In defense of intelligent debate
Ta-Nehisi Coates on the value of discourse with intelligent interlocutors you disagree with (or rather, the counter-productivity of engaging idiot interlocutors you disagree with; my emphasis):
As a liberal, I can see the point. Kristol was, indeed, a useful idiot. But we need to tease out a couple things. Kristol wasn’t merely a conservative who was bad on the issues, he was a columnist who was bad at his job. He was not so much a conservative columnist, as he was a GOP shill, a political operator who ran an advance office for the Palin 2012 campaign, out of the Times’ edit pages. Paul Krugman may be a liberal, and a lefty, but he most certainly isn’t schilling for the Democratic Party.
More than that, Kristol failed at the non-ideological essentials. Getting your facts right is a basic standard of the profession. There’s no left/right to it–either Obama was in pews to hear Jeremiah Wright, or he wasn’t. Either Michelle Malkin said it, or she didn’t. These are basic rules that you can teach a 14-year old. And Kristol got them wrong. Often. He was, in sum, an incompetent foe, the sort of boxer who think road-work is for sissies. In the midst of writing a review of one of Ann Coulter’s silly tomes, Christopher Hitchens once told a reporter, “If I can’t fuck up Ann Coulter before lunch then I shouldn’t be in this business.” Indeed. And to even the most simple-minded liberal I’d say, If you can’t fuck up Bill Kristol before breakfast, you shouldn’t be blogging.
The dude was good for that first Monday morning entry, no doubt. But here is the thing–in the war of ideas you don’t gain much by measuring yourself against the worst that your opponents have to offer. The thing about competing against jokers, is that it eventually makes a joker of you. Your ideas lose their complexity, their volume and heft, mostly because you don’t need them to take down Kristol. You just need to read the corrections on the Times website. I don’t see how that helps me become a better writer.
Frederick Douglass once said that “A man is worked on, by what he works on.” We have direct evidence of what comes to those who spend their days sparring with Kristol. Is that really where we’re trying to go?

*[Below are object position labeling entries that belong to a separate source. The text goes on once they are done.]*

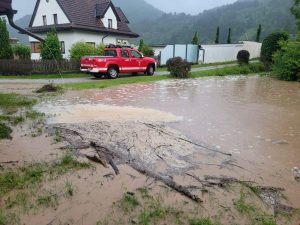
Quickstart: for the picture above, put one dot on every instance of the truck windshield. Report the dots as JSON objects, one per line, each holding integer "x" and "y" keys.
{"x": 110, "y": 53}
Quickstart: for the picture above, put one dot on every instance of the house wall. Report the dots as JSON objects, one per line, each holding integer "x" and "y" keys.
{"x": 72, "y": 37}
{"x": 228, "y": 52}
{"x": 212, "y": 53}
{"x": 110, "y": 15}
{"x": 48, "y": 9}
{"x": 157, "y": 49}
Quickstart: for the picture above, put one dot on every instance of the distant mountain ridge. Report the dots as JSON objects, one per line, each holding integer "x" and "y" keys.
{"x": 243, "y": 16}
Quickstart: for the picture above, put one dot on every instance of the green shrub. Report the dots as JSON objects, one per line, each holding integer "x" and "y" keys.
{"x": 22, "y": 51}
{"x": 50, "y": 48}
{"x": 178, "y": 67}
{"x": 5, "y": 47}
{"x": 147, "y": 51}
{"x": 80, "y": 49}
{"x": 5, "y": 131}
{"x": 270, "y": 45}
{"x": 243, "y": 57}
{"x": 287, "y": 61}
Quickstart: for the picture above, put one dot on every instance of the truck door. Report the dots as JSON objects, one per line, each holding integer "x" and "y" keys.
{"x": 125, "y": 63}
{"x": 137, "y": 59}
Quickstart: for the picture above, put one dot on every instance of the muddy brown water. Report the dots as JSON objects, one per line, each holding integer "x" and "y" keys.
{"x": 254, "y": 118}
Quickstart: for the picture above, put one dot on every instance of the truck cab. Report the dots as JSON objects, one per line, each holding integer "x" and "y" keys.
{"x": 118, "y": 60}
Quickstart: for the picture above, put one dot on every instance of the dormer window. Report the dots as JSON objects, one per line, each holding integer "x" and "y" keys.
{"x": 109, "y": 23}
{"x": 55, "y": 19}
{"x": 45, "y": 20}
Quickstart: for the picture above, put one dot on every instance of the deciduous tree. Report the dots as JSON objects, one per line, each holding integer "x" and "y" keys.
{"x": 50, "y": 48}
{"x": 258, "y": 33}
{"x": 5, "y": 47}
{"x": 195, "y": 40}
{"x": 229, "y": 36}
{"x": 217, "y": 41}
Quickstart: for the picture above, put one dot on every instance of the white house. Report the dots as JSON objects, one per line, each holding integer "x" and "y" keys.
{"x": 90, "y": 21}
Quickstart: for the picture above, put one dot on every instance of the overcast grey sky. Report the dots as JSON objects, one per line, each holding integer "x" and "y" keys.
{"x": 25, "y": 7}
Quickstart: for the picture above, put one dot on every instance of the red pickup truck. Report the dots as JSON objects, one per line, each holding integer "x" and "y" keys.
{"x": 117, "y": 60}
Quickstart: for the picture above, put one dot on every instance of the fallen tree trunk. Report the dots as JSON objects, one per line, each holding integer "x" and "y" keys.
{"x": 166, "y": 180}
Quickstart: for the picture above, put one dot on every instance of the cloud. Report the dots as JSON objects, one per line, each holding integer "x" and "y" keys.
{"x": 188, "y": 6}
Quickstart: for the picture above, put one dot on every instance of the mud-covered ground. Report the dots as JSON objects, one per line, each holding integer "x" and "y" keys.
{"x": 171, "y": 152}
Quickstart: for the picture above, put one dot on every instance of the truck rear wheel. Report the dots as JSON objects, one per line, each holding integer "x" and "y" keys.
{"x": 150, "y": 70}
{"x": 112, "y": 72}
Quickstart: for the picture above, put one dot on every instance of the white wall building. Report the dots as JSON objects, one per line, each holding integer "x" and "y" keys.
{"x": 207, "y": 53}
{"x": 90, "y": 21}
{"x": 228, "y": 52}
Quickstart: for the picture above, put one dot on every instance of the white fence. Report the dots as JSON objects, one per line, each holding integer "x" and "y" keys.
{"x": 207, "y": 53}
{"x": 189, "y": 52}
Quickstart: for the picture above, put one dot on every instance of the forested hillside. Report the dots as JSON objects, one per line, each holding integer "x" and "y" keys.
{"x": 243, "y": 17}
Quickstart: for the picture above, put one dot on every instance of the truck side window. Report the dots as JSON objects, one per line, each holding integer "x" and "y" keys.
{"x": 110, "y": 53}
{"x": 124, "y": 54}
{"x": 135, "y": 54}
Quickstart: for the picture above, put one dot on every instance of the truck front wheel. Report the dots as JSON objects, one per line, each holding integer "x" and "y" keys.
{"x": 112, "y": 72}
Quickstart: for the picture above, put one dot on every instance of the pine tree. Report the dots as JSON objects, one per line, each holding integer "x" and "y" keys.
{"x": 258, "y": 33}
{"x": 5, "y": 47}
{"x": 50, "y": 48}
{"x": 217, "y": 41}
{"x": 141, "y": 45}
{"x": 229, "y": 36}
{"x": 195, "y": 40}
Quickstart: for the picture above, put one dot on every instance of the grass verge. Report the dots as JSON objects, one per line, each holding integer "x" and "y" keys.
{"x": 22, "y": 189}
{"x": 47, "y": 76}
{"x": 33, "y": 174}
{"x": 15, "y": 110}
{"x": 10, "y": 102}
{"x": 234, "y": 70}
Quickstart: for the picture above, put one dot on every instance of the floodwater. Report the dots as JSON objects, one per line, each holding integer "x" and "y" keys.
{"x": 254, "y": 118}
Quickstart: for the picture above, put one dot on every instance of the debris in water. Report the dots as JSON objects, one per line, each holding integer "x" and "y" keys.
{"x": 48, "y": 88}
{"x": 296, "y": 172}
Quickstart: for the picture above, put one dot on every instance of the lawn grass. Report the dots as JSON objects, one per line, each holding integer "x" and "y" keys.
{"x": 10, "y": 103}
{"x": 233, "y": 70}
{"x": 33, "y": 174}
{"x": 46, "y": 76}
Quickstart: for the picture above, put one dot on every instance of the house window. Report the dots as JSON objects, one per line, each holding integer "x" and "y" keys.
{"x": 45, "y": 20}
{"x": 62, "y": 47}
{"x": 35, "y": 47}
{"x": 55, "y": 19}
{"x": 92, "y": 44}
{"x": 109, "y": 23}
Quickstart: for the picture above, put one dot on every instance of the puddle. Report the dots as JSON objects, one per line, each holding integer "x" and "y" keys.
{"x": 81, "y": 113}
{"x": 254, "y": 118}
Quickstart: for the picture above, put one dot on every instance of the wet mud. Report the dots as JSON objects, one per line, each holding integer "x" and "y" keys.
{"x": 245, "y": 128}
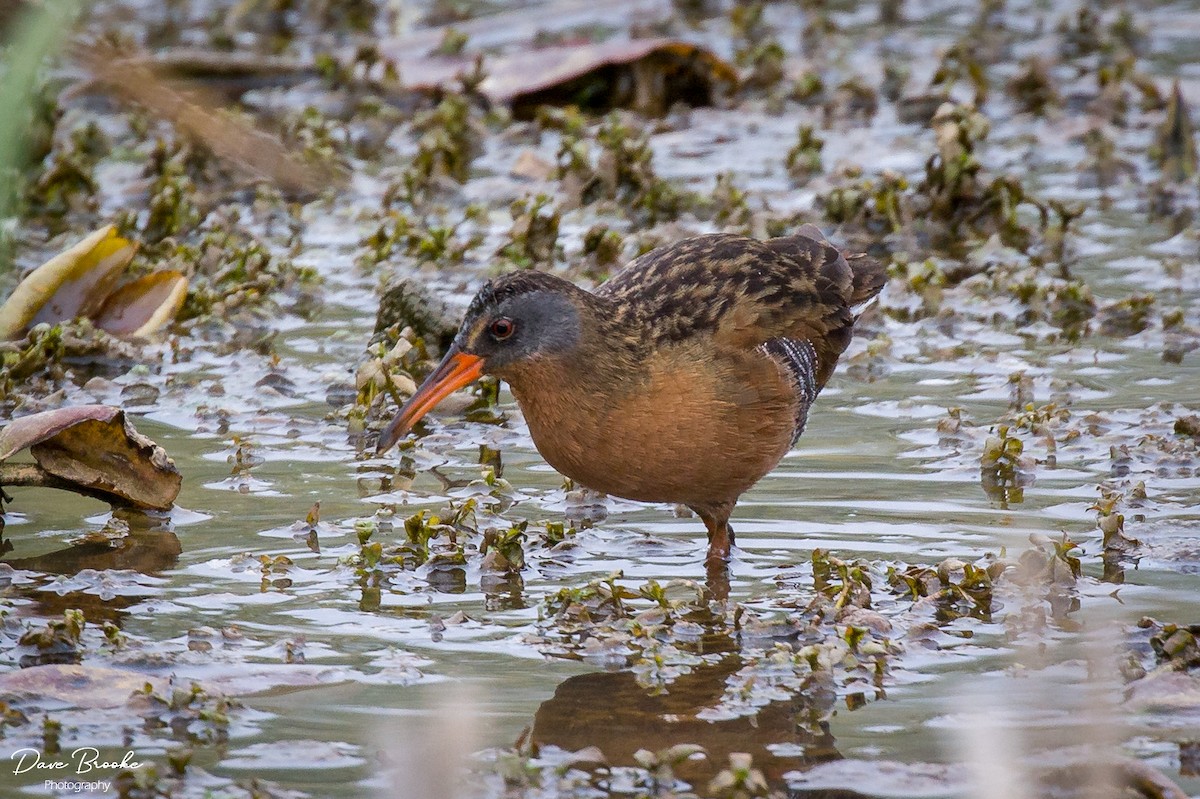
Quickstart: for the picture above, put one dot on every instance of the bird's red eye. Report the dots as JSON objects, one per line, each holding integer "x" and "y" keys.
{"x": 503, "y": 328}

Since I tend to fancy myself as a social liberal and fiscal moderate (and a bunch of other things, but these tend to be the only two axes by which we judge where one lands politically), which is an orientation that frequently has me at odds with conservatives. As such, intelligent conservatives are definitely my favorite people to discuss politics with–they help me refine and sharpen my own views, and keep me honest. If all goes well, I can do the same for them.
While the back-patting of talking politics with other liberals can be comforting and can recharge-the-batteries, so to speak, it can also be intellectually stunting if that’s the only source of conversation on the subject (sometimes as stunting as consistently sparing with stupid people who disagree with you).
On that note, liberals who are dunces* are my least favorite people to acknowledge in political discourse. Do you see why?
*Here I’m operating under the assumption that I am not included in this category. Of course, there’s the distinct possibility that I am wrong in making this assumption. But if that’s the case, I’m inclined to ask: “W.T.Fuck are you doing reading this?”